The club said they accepted the resignations of Warburton, assistant David Weir and head of recruitment Frank McParland in February 2017.
However, Warburton told the Sacked In The Morning podcast he found out about his exit on television the night before a cup tie against Morton.
"I literally turned on Sky Sports and I saw this yellow headline," he said.
"My phone started jumping. I'm thinking, what's this? 'Mark Warburton resigns as Rangers manager'.
"I phoned [Rangers assistant manager at the time] Davie Weir, 'Davie, I think I've just been sacked. He said, 'so have I' and I said, 'why is that?'
"And I looked at the television again and it said: 'David Weir also resigns'. Then I get a text saying 'please look at your email account, we accept your resignation'. I have no idea what you're talking about. And that was it."
The BBC learned in 2017 that Warburton had been in contact with Nottingham Forest and was high on the English Championship club's list of possible managers.
However, he was not offered the job and they decided to retain their interim team of Gary Brazil and Jack Lester until the end of the season.

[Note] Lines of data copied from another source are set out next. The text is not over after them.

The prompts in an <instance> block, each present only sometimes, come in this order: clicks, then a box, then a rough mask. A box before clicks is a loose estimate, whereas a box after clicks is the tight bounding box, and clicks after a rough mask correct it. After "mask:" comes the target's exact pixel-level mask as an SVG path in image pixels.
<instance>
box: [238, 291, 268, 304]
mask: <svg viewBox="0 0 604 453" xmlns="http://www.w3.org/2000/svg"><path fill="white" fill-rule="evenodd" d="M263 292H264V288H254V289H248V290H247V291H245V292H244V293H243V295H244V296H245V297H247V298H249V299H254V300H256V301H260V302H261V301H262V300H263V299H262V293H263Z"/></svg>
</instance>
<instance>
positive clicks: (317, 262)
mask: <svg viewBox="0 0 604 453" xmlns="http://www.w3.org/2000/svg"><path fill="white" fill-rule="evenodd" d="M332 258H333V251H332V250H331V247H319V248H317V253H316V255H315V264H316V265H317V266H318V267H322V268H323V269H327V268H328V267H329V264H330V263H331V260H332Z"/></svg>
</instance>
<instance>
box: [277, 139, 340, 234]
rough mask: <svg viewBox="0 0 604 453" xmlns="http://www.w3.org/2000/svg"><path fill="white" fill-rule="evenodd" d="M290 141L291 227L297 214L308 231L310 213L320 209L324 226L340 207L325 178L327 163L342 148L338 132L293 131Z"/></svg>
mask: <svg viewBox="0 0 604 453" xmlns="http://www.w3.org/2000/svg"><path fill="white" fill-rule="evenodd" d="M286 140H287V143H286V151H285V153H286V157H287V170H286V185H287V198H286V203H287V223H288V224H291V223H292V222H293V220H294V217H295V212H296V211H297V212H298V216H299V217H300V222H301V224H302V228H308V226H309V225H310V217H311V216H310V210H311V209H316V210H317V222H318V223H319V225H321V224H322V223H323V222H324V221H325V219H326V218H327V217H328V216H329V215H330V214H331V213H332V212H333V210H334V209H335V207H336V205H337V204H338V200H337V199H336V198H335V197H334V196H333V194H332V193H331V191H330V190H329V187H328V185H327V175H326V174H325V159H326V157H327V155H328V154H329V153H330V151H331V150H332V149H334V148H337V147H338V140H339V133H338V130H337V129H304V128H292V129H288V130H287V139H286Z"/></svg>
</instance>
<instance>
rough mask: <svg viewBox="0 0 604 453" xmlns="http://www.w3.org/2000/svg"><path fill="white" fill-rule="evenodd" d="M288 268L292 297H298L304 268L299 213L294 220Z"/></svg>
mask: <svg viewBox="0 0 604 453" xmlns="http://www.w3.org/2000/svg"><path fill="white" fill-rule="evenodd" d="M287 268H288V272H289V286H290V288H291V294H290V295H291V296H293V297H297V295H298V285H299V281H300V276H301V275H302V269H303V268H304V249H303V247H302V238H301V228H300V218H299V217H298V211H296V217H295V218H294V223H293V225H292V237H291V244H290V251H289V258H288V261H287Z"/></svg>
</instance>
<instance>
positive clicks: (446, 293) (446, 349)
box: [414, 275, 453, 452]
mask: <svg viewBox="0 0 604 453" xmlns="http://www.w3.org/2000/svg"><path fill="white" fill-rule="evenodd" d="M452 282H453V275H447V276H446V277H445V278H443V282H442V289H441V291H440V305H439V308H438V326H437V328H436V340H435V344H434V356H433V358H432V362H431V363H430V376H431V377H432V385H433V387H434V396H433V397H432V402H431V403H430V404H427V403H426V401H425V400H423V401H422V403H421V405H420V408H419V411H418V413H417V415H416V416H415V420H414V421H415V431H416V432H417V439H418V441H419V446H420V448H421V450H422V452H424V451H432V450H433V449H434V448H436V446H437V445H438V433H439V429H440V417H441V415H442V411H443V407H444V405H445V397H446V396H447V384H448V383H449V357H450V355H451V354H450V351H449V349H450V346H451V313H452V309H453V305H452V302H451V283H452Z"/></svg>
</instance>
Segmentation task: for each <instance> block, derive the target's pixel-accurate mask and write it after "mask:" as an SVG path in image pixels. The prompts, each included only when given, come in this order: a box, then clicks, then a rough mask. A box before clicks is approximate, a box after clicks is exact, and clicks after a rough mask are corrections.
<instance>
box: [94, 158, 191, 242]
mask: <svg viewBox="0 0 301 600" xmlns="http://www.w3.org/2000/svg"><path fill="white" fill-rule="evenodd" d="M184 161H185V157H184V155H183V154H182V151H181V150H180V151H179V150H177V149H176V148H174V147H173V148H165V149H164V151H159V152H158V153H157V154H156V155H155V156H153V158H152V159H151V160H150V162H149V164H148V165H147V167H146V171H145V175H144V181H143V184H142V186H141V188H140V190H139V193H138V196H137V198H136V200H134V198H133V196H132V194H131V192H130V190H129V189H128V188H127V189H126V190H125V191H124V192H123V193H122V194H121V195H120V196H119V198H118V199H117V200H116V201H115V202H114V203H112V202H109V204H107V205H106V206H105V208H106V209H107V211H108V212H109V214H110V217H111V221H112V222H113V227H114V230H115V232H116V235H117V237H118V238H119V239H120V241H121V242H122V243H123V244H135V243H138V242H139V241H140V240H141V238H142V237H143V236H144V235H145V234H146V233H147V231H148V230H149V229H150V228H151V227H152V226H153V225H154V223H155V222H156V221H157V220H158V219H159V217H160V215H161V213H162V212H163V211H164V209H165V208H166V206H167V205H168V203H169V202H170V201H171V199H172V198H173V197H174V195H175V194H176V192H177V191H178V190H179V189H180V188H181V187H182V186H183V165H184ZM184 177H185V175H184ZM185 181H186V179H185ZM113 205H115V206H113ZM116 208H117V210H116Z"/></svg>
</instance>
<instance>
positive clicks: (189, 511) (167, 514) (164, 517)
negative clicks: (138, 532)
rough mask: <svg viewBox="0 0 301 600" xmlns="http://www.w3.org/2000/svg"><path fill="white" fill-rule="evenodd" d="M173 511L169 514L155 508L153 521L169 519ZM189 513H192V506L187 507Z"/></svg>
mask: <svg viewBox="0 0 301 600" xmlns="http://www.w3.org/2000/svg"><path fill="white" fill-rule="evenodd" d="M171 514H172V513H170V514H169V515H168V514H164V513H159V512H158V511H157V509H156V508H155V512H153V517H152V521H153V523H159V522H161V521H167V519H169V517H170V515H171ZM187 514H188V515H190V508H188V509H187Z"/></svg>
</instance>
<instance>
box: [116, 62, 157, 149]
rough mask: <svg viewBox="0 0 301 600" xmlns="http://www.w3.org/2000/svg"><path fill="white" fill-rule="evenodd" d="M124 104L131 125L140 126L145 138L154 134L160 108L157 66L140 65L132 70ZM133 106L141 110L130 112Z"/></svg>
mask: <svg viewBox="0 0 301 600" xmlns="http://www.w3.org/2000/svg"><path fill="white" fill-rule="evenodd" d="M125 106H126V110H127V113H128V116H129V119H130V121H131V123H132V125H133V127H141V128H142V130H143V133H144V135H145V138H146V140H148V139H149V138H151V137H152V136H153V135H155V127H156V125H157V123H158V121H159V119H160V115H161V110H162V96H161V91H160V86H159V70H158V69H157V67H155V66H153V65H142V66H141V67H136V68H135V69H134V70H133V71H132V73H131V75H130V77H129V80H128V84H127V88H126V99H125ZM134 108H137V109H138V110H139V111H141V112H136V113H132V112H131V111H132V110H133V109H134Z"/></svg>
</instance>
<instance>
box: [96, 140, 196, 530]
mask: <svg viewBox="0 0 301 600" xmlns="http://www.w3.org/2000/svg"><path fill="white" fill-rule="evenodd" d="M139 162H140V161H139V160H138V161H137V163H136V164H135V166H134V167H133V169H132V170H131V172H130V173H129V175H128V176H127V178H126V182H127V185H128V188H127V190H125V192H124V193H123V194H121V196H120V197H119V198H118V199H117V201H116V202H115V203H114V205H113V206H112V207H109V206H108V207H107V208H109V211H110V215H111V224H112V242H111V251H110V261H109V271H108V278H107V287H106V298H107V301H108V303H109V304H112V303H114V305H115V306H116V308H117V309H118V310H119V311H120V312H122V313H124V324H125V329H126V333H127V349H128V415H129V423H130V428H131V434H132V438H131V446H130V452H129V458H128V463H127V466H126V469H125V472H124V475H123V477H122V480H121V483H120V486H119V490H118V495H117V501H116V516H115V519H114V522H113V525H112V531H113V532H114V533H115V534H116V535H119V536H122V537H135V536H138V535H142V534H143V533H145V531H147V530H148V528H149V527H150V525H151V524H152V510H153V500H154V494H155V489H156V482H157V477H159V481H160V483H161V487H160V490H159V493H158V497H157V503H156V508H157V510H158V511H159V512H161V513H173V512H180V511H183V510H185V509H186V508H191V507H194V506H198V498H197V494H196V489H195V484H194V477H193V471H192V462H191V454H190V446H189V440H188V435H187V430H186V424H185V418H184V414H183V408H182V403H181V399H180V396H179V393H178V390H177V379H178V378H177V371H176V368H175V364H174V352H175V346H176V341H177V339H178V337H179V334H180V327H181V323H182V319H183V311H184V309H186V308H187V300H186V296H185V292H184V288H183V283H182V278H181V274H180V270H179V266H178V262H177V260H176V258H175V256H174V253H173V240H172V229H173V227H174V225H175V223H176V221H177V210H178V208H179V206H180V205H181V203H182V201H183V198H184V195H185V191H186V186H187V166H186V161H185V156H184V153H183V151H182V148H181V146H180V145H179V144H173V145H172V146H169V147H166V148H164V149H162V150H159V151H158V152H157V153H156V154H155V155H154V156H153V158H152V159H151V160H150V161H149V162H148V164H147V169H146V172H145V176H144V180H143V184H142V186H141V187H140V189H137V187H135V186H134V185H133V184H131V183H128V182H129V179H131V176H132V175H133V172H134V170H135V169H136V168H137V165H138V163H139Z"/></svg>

'No-one would walk out on Rangers'
Warburton, who managed Rangers for two years from 2015, is now in charge of Queens Park Rangers in the English Championship.
He says he receives two or three messages a week describing him as a "snake" for "walking out on Rangers".
"No-one would walk out on Rangers," Warburton said. "Who in their right mind would walk out on one of the big two [in Glasgow]?
"Especially, when you're sitting in second [in the Premiership] ahead of a cup match… but that's how we found out. We found out that we'd resigned. To this day it eats away.
"I'm very fortunate that I have a good job and there's not a lot of jobs in football; we're very privileged to manage clubs like Nottingham Forest and Brentford beforehand and now to be at QPR for three years. I'm now the third-longest-serving manager in the [English Championship], bizarrely.
"But that [Rangers exit] eats away at you because it's such a privileged position to be manager of a club of that stature. And I felt, not in an arrogant way, that we were doing an OK job, the squad was young.
"The only way we were going to close that gap [on Celtic] was through money and we never had the money."
At the time of Warburton's departure, Rangers said in a statement: "At a meeting with the management team's representative earlier this week, the club were advised that Mr Warburton, Mr Weir and Mr McParland wished to resign their positions and leave the club on condition that Rangers agreed to waive its rights to substantial compensation.
"Rangers' agreement to waive compensation would assist the management team to join another club."
The Ibrox club claimed Warburton's representative attempted to alter the terms, adding: "A further board meeting was held... to discuss this and it was decided not to agree to this additional request but to hold with the original agreement."
Warburton said his phone was "bombarded" following news of his departure, and that he couldn't speak to his wife during the seven-and-a-half-hour journey from Glasgow to his family in England because of the volume of calls he was receiving.
"I found out that 249 texts is the most you can get before you have to restart the thing," he added. "By the time I had deleted them they'd filled up again."